Aku hanya melempar handphoneku ke kasur, dan pergi keluar rumah. Jalan-jalan dan mencari ice cream sepertinya menyenangkan. Lagipula akhir-akhir ini, udara sangat tidak bersahabat.

Minggu depan aku akan pergi dari kota ini untuk melanjutkan studiku. Tak ada pilihan lain karena tak ada universitas di kota ini yang memiliki major yang kuinginkan. Jadi, memang harus pergi.

Aku membeli sebuah gelang dari perak ketika melewati toko pernak-pernik. Dalam pikiranku, mungkin ini bisa menjadi benda pengingatku tentang kota ini, untuk sementara.

 

            “Kau sudah pulang, sayang. Ini ada buah melon di meja makan. Makanlah”

 

Aku memakan buah melon yang sangat segar tersebut sendirian di meja makan. Sambil membaca Gallagher Girl, sebuah novel yang masuk dalam daftar favoritku. Menyumpal telingaku dan mendengarkan musik dengan volume yang sangat keras, berharap telingaku rusak dan tidak akan bisa mendengar teriakan-teriakan dari dua orang di dapur.

 

            “Ini hadiah dari kami, sayang.
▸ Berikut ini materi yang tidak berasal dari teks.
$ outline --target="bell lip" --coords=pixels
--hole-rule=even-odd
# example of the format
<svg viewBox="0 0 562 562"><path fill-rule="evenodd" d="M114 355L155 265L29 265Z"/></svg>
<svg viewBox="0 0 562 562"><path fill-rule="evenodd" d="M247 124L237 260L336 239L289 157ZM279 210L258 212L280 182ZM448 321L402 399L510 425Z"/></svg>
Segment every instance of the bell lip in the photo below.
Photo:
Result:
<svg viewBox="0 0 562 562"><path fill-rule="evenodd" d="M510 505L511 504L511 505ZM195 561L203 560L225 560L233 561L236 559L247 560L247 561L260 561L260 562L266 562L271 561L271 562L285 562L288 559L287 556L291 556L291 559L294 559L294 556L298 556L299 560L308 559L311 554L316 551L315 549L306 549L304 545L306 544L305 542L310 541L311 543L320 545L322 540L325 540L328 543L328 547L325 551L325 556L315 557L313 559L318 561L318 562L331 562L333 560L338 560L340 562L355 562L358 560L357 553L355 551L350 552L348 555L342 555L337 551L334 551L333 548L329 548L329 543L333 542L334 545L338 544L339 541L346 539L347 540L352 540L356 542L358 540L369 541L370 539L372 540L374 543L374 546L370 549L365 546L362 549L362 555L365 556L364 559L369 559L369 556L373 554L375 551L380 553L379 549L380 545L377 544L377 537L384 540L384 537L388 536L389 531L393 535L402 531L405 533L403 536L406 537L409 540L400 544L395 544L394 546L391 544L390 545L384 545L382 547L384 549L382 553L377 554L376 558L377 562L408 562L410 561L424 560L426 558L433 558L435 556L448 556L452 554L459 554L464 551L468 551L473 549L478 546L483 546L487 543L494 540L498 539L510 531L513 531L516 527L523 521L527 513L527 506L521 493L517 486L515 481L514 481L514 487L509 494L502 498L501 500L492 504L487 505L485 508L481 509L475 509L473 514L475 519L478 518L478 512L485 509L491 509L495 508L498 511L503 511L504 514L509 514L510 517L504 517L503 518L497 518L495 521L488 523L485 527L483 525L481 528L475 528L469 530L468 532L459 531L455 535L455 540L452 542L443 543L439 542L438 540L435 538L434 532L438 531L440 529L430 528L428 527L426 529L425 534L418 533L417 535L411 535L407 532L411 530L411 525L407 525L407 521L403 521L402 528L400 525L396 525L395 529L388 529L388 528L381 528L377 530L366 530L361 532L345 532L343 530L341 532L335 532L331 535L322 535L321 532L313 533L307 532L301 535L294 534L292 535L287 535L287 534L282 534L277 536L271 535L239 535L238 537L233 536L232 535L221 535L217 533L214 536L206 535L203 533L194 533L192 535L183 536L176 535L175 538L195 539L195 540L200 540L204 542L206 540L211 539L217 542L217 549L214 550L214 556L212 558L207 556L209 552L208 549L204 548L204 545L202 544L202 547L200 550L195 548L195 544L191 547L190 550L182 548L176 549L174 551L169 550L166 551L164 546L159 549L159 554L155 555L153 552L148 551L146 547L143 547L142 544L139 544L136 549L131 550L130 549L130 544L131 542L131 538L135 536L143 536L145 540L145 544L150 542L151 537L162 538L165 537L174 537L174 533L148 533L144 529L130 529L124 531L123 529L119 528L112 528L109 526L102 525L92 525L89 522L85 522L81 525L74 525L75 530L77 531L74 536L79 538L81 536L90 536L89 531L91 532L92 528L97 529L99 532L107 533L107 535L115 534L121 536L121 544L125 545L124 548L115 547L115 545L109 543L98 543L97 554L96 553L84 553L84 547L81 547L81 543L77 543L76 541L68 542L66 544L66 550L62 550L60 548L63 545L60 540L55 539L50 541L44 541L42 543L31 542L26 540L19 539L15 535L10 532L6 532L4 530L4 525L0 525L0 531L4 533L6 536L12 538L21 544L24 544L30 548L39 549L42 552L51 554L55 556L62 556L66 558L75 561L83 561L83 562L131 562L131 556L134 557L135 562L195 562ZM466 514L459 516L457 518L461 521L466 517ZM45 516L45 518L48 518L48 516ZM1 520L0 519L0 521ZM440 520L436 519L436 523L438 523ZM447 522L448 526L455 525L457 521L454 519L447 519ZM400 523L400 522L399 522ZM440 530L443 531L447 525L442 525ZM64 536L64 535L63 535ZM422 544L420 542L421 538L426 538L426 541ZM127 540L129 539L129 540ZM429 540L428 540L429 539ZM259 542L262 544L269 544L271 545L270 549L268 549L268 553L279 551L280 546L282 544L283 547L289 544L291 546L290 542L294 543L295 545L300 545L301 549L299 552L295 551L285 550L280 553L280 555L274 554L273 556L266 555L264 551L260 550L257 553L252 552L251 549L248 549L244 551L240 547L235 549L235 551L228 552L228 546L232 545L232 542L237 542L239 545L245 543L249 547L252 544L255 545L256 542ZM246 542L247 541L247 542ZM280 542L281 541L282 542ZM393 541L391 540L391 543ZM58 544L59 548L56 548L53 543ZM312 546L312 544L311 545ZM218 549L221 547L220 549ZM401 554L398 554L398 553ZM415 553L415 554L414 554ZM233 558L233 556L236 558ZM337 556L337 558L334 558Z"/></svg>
Kau sangat menginginkan boneka teddy bear ini, kan?”

 

Aku hanya memeluk lututku di pojok kamar, dalam keadaan gelap gulita, menghindar dari dunia luar. Menangis sendirian.

 

Satu minggu, dan sekarang aku berada di stasiun. Dalam waktu satu jam, akan pergi meninggalkan kota ini. Menggenggam sebuah gelang perak yang kubeli seminggu lalu.

           

            “Jaga diri baik-baik, sayang. Kami akan terus mendukungmu. Jika sudah sampai, telepon kami,

            sayang.”

 

“Jaga diri baik-baik. Telepon ibu ketika sudah sampai di apartemen”

“Baik, bu, sampai jumpa”, ucapku sambil memeluknya kemudian mendorong satu koper dan menggendong sebuah ransel berjalan kea rah kereta dan mengaitkan pengait gelang dan memakainya ke tangan kananku.

“Sampai jumpa”, bisikku.

……………………………………

Ketika sampai di apartemen baruku, tempat tinggalku selama bersekolah disini, yang kulakukan adalah langsung duduk di sofa. Memutar kepalaku, melihat sekeliling ruang depan ini. Bagus. Tak mewah namun juga tak jelek. Nyaman.

Tak terasa, aku tertidur di sofa, dan lupa untuk mengabari ibuku kali ini.

 

            “Oh, sayang, kau sudah sampai? Apartemennya nyaman? Sudah makan?”

 

Kuhela nafasku. Menunggu sangat lama, dan tak ada jawaban dari ibu. Mencoba berpikir positif, mungkin ibu sedang tidur. Sekarang, beliau sering merasa lelah. Aku sangat khawatir dengannya.

Ketika rasa bosan melandaku, dan rasa lapar belum mendatangi perutku, dengan asal aku membuka pesan-pesan di handphone hitamku ini.

“Nomor asing?”, gumamku ketika melihat sebuah nomor asing di daftar pesan ini. Kubuka dengan penasaran.

Selanjutnya, kutemukan diriku mengatur baju-baju ke almari, buku-buku, bacaan, novel maksudku ke rak buku di samping meja belajar, dan sedikit merapikan ruangan dan membersihkannya. Kemudian berjalan keluar, turun ke lantai dasar, pergi, memasuki sebuah swalayan tepat disamping apartemen ini.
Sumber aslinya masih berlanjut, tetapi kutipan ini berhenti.